Figma stock was trading around $24.97 on Monday morning, up roughly 4.5% on the day, as the rally sparked by its May 14 earnings report continued to build.
The move puts FIG more than 30% above its late-April close near $17.70.
The broader market offered no help — the S&P 500, Dow Jones, and Nasdaq were all in the red — making the gain entirely stock-specific.
Figma’s Q1 2026 numbers were the catalyst. Revenue came in at $333.4 million, up 46% year-over-year, ahead of its own guidance range and above the $316 million analyst consensus by about 5.5%.
That growth rate also accelerated from 40% in Q4 2025 and 38% in Q3 2025 — two consecutive quarters of acceleration.
Non-GAAP EPS of $0.10 beat the $0.06 forecast by a wide margin. CEO Dylan Field put it plainly: “Q1 was an incredible quarter for Figma. When code is a commodity, design is the competitive edge.”
The underlying numbers backed up the headline beat.
Net Dollar Retention Rate reached 139%, its highest level in more than two years. Paid customers with more than $100,000 in ARR grew 48% year-over-year, and total paid customers surged 54% to approximately 690,000.
Those figures matter because they show existing customers are spending more, not just new logos coming in.
AI credit monetization — a key watch item for investors — also came in strong. More than 75% of Org and Enterprise users who had previously hit their credit limits kept consuming credits after the limits were enforced.
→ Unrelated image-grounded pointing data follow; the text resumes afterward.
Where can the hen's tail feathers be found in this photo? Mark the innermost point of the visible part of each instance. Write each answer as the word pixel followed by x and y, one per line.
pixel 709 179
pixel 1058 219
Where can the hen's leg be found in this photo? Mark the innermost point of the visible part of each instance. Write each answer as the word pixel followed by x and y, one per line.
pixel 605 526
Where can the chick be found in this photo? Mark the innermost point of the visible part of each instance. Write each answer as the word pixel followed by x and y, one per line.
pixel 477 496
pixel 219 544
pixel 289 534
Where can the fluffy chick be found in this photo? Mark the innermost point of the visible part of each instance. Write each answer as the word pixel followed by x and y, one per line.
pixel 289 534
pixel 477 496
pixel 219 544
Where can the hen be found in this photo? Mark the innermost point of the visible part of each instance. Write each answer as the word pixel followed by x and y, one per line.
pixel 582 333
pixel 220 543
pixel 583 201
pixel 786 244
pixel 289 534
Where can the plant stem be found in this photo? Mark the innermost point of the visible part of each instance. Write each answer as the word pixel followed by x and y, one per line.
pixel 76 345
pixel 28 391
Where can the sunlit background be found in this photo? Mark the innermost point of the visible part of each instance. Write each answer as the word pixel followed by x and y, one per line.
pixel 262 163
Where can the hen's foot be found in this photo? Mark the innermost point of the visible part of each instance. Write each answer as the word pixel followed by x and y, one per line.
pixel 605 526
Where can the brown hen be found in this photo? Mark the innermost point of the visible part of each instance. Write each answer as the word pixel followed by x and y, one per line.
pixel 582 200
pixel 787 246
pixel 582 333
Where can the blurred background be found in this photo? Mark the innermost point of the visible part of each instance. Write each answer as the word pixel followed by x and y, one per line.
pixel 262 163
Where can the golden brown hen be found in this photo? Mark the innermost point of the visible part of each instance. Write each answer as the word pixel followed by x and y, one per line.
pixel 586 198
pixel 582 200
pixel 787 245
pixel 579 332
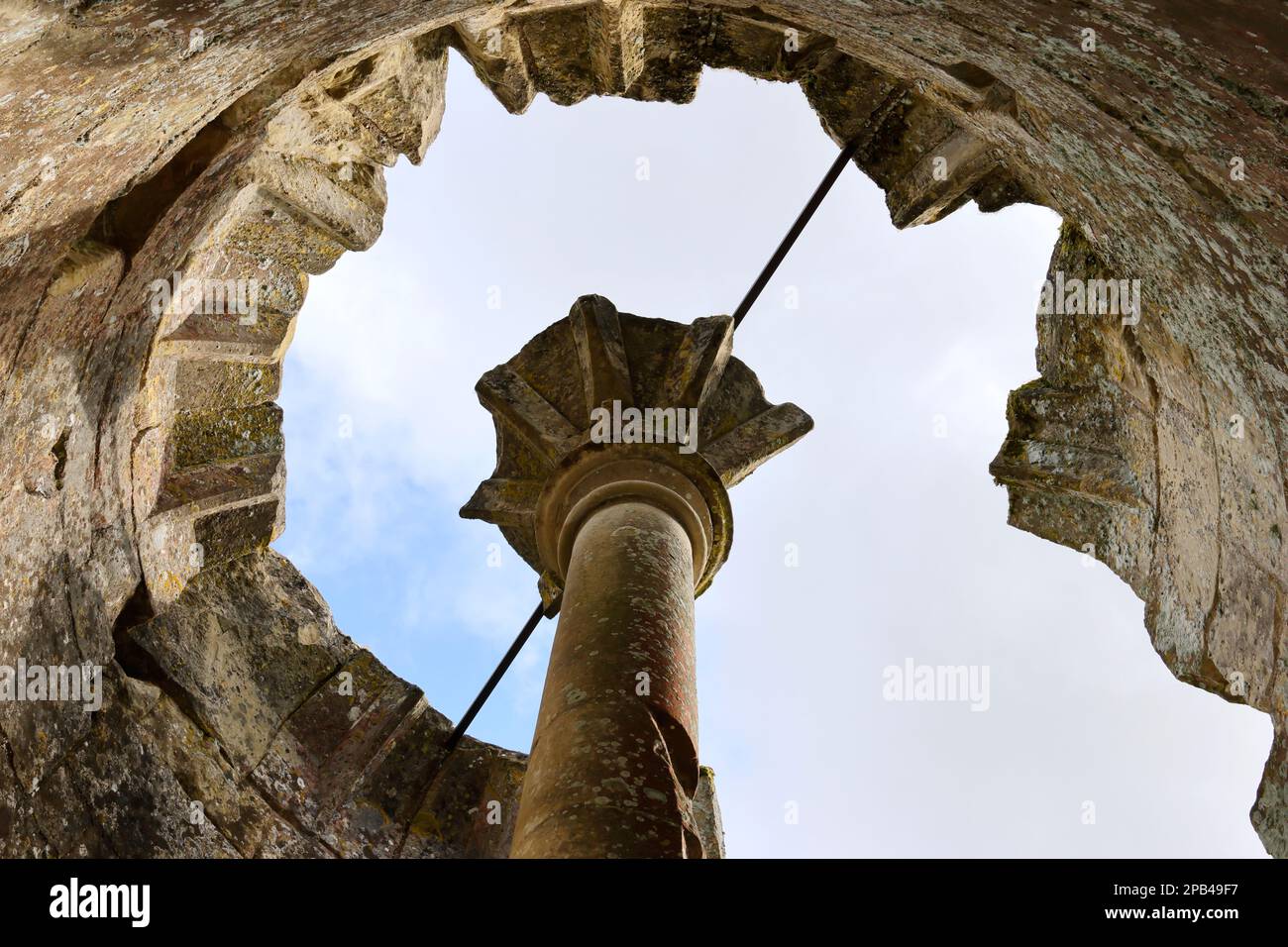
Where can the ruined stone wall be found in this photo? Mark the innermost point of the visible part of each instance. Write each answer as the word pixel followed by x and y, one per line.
pixel 142 476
That’s a real monetization signal, not just usage.
Full-year 2026 revenue guidance was raised to between $1.422 billion and $1.428 billion, a $55 million lift from prior guidance, implying 35% year-over-year growth at the midpoint.
Goldman Sachs responded by lowering its price target from $35 to $30 — citing a peer multiple recalibration — while simultaneously raising its revenue estimates to $1.428 billion for 2026, $1.729 billion for 2027, and $2.039 billion for 2028.
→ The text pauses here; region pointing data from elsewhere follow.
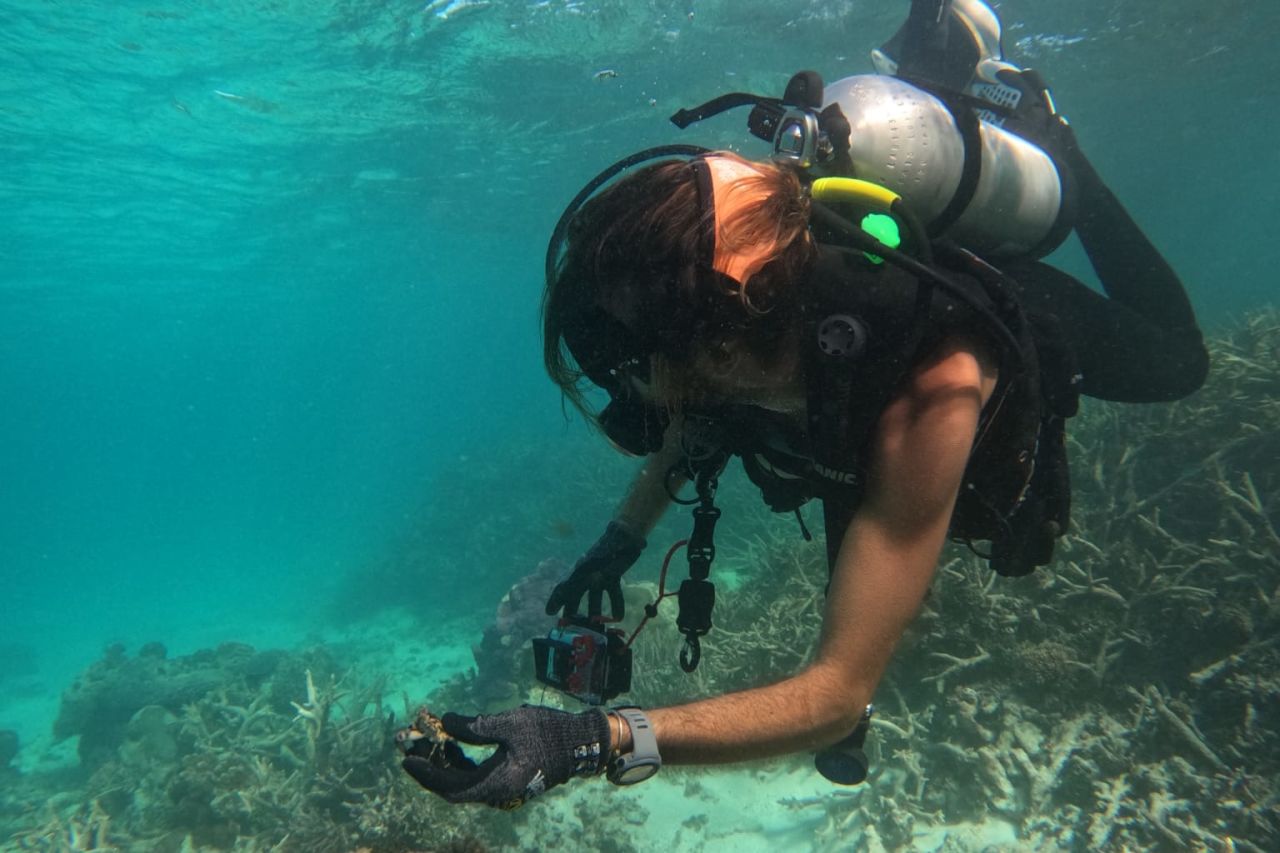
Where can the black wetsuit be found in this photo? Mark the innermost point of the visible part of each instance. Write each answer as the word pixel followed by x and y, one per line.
pixel 1141 341
pixel 1137 343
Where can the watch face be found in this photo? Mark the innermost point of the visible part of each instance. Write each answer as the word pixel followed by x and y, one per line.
pixel 638 772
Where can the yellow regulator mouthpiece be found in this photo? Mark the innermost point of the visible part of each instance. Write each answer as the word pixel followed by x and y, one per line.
pixel 851 190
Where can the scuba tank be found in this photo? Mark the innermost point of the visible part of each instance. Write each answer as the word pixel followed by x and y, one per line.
pixel 967 179
pixel 978 185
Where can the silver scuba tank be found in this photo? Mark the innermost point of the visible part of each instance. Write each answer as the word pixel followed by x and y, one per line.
pixel 908 140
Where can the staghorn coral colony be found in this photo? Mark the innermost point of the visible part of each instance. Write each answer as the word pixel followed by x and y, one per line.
pixel 1127 697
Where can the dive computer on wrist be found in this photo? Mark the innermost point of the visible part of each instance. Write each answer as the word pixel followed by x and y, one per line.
pixel 643 761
The results appear to have shifted a specific narrative that had weighed on FIG. Investors had been concerned that free AI design tools from Google and others would undercut Figma’s pricing power. The Q1 data pushed back on that fear.
Integrations with Claude Code, Cursor, and VS Code are helping position Figma as part of the AI-driven development stack, not a casualty of it.
The net loss for the quarter came in at $142.4 million, compared to net income of $8.61 million a year earlier — a reminder that the company is investing heavily and is not yet consistently profitable.
Analysts projecting longer-term growth expect $1.7 billion in revenue and around $214 million in earnings by 2028, which would require roughly 21% annual revenue growth from here.
Goldman Sachs currently holds a price target of $30, against a current price just under $25.